Al messaggio del Capo dello Stato si è aggiunto anche quello della presidente del Senato, Maria Elisabetta Alberti Casellati che ha ricordato come “solo estirpando dai territori” le organizzazioni criminali, potremo dire “di aver onorato davvero la memoria di tutte le vittime di mafia”. “Coltivare il ricordo di coloro che hanno perso la vita lottando per la legalità è un imperativo categorico – ha spiegato la senatrice che sottolinea il rischio attuale, a pandemia in corso – Lo Stato faccia sentire che c’è. Specialmente oggi, con l’emergenza economica aggravata dalla pandemia, è alto il rischio che i clan facciano da banche alle imprese e da ufficio di collocamento per chi perde il lavoro”.
E di estirpazione ha parlato anche Nicola Morra, presidente della commissione Antimafia.

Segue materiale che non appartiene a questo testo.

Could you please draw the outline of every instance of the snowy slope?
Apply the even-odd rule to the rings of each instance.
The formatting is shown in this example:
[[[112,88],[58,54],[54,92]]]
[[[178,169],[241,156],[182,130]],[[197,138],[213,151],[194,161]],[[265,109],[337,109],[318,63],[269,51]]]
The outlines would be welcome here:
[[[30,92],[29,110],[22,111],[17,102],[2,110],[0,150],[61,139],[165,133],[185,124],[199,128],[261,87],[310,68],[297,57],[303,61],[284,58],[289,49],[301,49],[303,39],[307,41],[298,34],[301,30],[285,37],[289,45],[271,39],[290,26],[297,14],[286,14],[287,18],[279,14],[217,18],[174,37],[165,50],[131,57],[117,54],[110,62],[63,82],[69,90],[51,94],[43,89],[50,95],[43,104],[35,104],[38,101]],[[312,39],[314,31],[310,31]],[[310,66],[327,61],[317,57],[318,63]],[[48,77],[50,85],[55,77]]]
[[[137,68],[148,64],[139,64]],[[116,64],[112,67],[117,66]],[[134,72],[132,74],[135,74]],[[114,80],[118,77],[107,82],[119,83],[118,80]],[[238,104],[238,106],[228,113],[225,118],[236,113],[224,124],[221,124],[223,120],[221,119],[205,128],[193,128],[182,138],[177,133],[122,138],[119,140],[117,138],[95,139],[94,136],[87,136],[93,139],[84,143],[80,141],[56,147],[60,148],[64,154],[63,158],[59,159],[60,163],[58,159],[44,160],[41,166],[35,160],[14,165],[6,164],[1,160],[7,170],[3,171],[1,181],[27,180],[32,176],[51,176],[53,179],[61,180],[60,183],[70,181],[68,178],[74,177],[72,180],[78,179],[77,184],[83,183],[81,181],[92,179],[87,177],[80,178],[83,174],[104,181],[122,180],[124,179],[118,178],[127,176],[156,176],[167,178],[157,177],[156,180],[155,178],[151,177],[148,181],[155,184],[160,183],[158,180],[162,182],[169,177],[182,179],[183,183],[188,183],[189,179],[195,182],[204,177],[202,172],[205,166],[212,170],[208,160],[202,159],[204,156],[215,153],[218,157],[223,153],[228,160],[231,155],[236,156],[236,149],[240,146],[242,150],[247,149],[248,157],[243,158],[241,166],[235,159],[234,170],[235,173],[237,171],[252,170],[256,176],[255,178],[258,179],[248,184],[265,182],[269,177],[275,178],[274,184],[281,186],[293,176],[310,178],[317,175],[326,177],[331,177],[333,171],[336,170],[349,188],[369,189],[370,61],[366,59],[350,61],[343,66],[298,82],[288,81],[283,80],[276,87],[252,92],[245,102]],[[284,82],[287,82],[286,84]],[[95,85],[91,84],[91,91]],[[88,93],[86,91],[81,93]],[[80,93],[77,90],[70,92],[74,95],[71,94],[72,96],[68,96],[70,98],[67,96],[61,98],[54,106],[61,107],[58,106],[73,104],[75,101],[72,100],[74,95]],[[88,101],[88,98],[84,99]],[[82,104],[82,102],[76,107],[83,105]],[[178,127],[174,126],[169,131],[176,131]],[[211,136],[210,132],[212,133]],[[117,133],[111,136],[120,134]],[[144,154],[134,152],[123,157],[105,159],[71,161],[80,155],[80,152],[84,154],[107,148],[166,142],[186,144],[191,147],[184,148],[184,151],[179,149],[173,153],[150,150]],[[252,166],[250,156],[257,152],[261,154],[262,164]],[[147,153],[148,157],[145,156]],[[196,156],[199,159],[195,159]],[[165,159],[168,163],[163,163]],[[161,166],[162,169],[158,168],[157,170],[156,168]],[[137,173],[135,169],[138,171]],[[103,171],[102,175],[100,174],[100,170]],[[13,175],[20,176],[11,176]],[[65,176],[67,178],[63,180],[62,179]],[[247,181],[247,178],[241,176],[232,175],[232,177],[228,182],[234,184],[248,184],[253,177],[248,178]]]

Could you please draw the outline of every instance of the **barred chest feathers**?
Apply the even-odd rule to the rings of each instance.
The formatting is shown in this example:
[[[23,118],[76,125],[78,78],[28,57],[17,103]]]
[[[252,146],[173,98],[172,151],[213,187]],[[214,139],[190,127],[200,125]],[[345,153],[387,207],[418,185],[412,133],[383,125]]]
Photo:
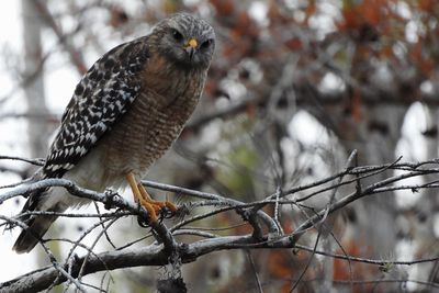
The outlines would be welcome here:
[[[157,58],[150,64],[164,68],[160,61]],[[139,97],[103,137],[103,181],[114,182],[127,172],[142,178],[177,139],[199,102],[204,70],[168,67],[160,71],[154,67],[143,76]]]

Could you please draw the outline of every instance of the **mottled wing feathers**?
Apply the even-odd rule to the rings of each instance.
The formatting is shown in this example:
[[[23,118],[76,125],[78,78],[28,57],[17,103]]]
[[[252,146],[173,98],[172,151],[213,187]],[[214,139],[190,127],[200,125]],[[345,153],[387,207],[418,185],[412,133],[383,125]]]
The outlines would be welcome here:
[[[43,168],[45,177],[71,169],[127,111],[140,91],[147,37],[108,52],[76,87]]]

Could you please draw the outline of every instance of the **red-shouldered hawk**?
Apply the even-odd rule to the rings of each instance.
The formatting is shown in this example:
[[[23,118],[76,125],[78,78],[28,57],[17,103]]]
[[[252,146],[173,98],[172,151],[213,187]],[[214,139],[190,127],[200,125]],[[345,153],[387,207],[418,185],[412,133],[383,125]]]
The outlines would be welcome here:
[[[65,178],[95,191],[130,184],[150,221],[169,202],[153,201],[139,184],[171,146],[195,109],[215,47],[212,26],[185,13],[159,22],[149,35],[102,56],[75,90],[41,178]],[[30,194],[27,211],[64,212],[89,203],[63,188]],[[57,216],[24,216],[15,241],[31,251]]]

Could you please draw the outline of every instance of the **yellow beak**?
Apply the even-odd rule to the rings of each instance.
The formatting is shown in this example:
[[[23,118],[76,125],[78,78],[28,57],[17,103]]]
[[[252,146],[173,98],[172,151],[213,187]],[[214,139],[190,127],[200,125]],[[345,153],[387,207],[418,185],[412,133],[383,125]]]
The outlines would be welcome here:
[[[198,45],[199,43],[196,42],[195,38],[191,38],[188,41],[188,47],[196,48]]]

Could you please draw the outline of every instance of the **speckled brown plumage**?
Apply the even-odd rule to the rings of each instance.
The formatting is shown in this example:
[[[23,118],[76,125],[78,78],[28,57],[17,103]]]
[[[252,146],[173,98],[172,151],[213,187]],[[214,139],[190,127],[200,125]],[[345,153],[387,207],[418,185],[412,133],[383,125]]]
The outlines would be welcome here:
[[[78,83],[40,177],[66,178],[97,191],[120,188],[127,176],[143,178],[195,109],[214,40],[205,21],[180,13],[103,55]],[[32,193],[23,212],[64,212],[85,203],[50,188]],[[21,219],[30,228],[14,250],[27,252],[56,217]]]

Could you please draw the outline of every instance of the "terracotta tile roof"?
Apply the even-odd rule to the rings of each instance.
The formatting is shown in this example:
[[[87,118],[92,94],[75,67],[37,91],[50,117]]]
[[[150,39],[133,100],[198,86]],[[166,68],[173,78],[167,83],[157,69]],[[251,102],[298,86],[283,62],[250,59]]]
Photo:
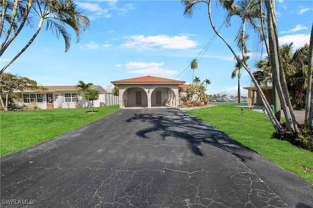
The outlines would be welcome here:
[[[178,88],[182,88],[184,89],[185,88],[190,87],[190,86],[191,86],[190,84],[181,84],[181,85],[179,85],[178,86]]]
[[[125,80],[117,80],[112,81],[113,84],[118,83],[183,83],[184,81],[171,79],[162,78],[161,77],[153,77],[152,76],[146,76],[145,77],[136,77],[135,78],[127,79]]]

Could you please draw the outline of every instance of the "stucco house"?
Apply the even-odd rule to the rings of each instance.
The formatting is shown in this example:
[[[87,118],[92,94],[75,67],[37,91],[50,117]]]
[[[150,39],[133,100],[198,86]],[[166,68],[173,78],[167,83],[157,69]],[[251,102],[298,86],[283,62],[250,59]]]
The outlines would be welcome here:
[[[77,94],[77,90],[75,85],[44,86],[48,89],[47,90],[40,92],[24,90],[22,92],[14,90],[13,94],[16,98],[15,102],[20,106],[36,105],[41,109],[74,108],[85,106],[91,106],[91,102],[85,100],[82,92]],[[107,103],[110,103],[111,104],[117,104],[117,96],[110,95],[112,94],[112,91],[110,91],[109,89],[105,89],[97,85],[92,85],[90,88],[98,90],[100,93],[99,99],[94,102],[94,106],[108,105]]]
[[[179,104],[179,86],[185,82],[146,76],[112,81],[111,83],[118,86],[120,108],[161,106],[168,100],[169,102],[167,106],[178,107]]]
[[[253,101],[254,99],[256,99],[256,103],[254,104],[255,105],[263,105],[256,87],[244,87],[244,89],[248,90],[248,104],[249,105],[252,105],[253,104]],[[261,89],[269,104],[272,104],[273,102],[273,86],[261,86]]]

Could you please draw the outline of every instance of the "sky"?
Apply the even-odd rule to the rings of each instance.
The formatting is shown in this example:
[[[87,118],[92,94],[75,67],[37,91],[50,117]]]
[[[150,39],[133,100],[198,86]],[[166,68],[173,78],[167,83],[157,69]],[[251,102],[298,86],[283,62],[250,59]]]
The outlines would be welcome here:
[[[62,36],[52,31],[42,30],[34,42],[5,71],[27,77],[43,85],[75,85],[79,80],[106,88],[111,82],[147,75],[174,79],[191,83],[190,64],[197,59],[194,77],[209,79],[208,95],[236,96],[238,79],[231,73],[236,62],[234,55],[222,40],[215,35],[210,24],[206,4],[200,3],[191,18],[183,15],[180,0],[74,0],[90,20],[88,28],[79,42],[70,28],[71,47],[65,53]],[[275,1],[280,45],[293,42],[294,48],[310,42],[313,20],[313,1]],[[241,54],[234,40],[240,21],[231,19],[231,26],[223,22],[225,11],[212,4],[215,27],[233,47]],[[2,67],[30,39],[34,26],[25,27],[1,56]],[[248,64],[252,71],[255,63],[266,55],[266,50],[253,30],[249,35]],[[2,38],[2,37],[1,37]],[[243,68],[241,95],[247,96],[251,78]]]

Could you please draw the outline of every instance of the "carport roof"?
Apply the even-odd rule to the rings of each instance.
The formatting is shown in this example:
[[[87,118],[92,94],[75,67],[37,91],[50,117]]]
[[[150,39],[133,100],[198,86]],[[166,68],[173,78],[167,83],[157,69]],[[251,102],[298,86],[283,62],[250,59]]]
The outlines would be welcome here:
[[[111,83],[114,84],[145,84],[145,83],[177,83],[182,84],[185,82],[171,79],[162,78],[161,77],[146,76],[145,77],[136,77],[135,78],[127,79],[125,80],[112,81]]]

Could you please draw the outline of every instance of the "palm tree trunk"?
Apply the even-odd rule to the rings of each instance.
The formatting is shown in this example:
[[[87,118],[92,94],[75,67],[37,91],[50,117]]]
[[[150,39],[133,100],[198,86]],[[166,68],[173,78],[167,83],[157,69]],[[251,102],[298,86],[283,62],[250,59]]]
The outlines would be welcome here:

Morra ha sottolineato che la lotta alla mafia è una “battaglia di civiltà affinché venga estirpata ovunque la mala pianta della sopraffazione mafiosa, della violenza di disperati che credono di poter imporre la loro meschinità a danno del rispetto che reciprocamente gli esseri umani si debbono riconoscere”. Nel nostro Paese, ha ricordato Morra, c’è una “tremenda malattia”, quella del “cinismo ipocrita disposto ad accettare sempre e comunque i nostri difetti, senza mai provare veramente a lavorare su noi stessi per crescere affinché si possano ‘riveder le stelle'”, per questo, ha ricordato c’è “ancora tanto lavoro da fare”. L’invito del presidente della Commissione, è quello di fare introspezione, di stringerci “nella nostra interiorità”, domandandoci se non sia possibile “fare di meglio e di più”. “Le mafie rigettano giustizia e libertà, perché le mafie disconoscono la dignità di cui siamo portatori noi esseri umani – ha concluso – Ma al solo pensiero delle migliaia e migliaia di vittime che i boss hanno lasciato per terra, il quadro si fa chiaro. E perché tale cambiamento avvenga, si deve investire in istruzione e cultura: la prima vittima del pensiero mafioso è lo stesso mafioso, perché calpesta ed offende la sua potenziale dignità, perché si riduce a ‘bruto’ quando avrebbe potuto essere una stella”.